According to FADA data, in the first half of this year, Maruti Suzuki remained the largest automaker in India, with a market share of 40.8%; Hyundai ranked second with a market share of 13.8%; followed by Tata Motors, Toyota and Kia, with market shares of 13.6%, 5.8% and 5.7%, respectively. According to Korean media reports, Hyundai's market share in India is gradually declining, from 17% in the first half of 2021 to the current 13.8%. In contrast, Tata Motors and Toyota's market share has steadily increased.
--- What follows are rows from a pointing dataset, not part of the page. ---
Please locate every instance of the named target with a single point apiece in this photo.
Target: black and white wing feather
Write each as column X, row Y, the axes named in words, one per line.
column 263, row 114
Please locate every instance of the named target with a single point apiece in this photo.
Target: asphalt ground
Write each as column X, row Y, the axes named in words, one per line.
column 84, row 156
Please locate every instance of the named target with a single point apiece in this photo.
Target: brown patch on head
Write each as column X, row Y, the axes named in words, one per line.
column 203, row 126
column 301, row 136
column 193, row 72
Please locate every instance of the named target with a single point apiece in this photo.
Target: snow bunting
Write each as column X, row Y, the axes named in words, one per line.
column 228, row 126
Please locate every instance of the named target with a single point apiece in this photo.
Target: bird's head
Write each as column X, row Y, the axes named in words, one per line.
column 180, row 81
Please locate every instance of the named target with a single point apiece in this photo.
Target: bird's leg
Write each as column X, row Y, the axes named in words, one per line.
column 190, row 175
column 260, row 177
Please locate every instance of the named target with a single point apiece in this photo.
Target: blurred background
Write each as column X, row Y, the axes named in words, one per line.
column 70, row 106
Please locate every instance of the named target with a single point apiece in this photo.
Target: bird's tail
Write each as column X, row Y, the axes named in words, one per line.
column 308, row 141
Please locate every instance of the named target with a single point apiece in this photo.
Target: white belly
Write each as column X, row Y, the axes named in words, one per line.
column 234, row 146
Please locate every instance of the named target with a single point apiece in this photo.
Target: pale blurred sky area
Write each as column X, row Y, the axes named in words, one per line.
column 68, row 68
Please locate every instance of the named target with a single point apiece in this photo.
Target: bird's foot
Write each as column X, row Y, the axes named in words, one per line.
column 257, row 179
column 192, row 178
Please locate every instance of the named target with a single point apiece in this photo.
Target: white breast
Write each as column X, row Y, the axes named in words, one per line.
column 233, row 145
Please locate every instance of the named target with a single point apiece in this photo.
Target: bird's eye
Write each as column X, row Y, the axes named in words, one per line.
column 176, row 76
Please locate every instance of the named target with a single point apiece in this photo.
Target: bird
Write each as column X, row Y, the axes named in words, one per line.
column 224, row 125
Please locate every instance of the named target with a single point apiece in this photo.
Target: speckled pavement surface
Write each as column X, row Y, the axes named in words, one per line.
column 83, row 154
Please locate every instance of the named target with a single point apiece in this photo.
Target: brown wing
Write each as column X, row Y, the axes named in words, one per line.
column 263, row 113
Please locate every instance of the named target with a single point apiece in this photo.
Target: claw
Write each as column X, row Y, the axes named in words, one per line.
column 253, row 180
In order to reverse the downward trend, Hyundai Motor is vigorously increasing its investment in the Indian market. In August last year, Hyundai Motor acquired General Motors' previous automobile factory in India to use the factory to produce electric vehicles designed specifically for the Indian market. In addition, Hyundai Motor's Indian branch also plans to split and list. According to the prospectus submitted by Hyundai Motor, its Indian subsidiary hopes to raise up to US$3.5 billion through an initial public offering (IPO) on the Mumbai Stock Exchange in India, making it the largest IPO in India's history. Hyundai Motor plans to use the funds raised from the IPO to significantly increase its production capacity in India and make India the company's new global manufacturing center. Last year, Hyundai Motor produced 760,000 vehicles in India, and the company plans to increase its production capacity in India to 1 million vehicles this year.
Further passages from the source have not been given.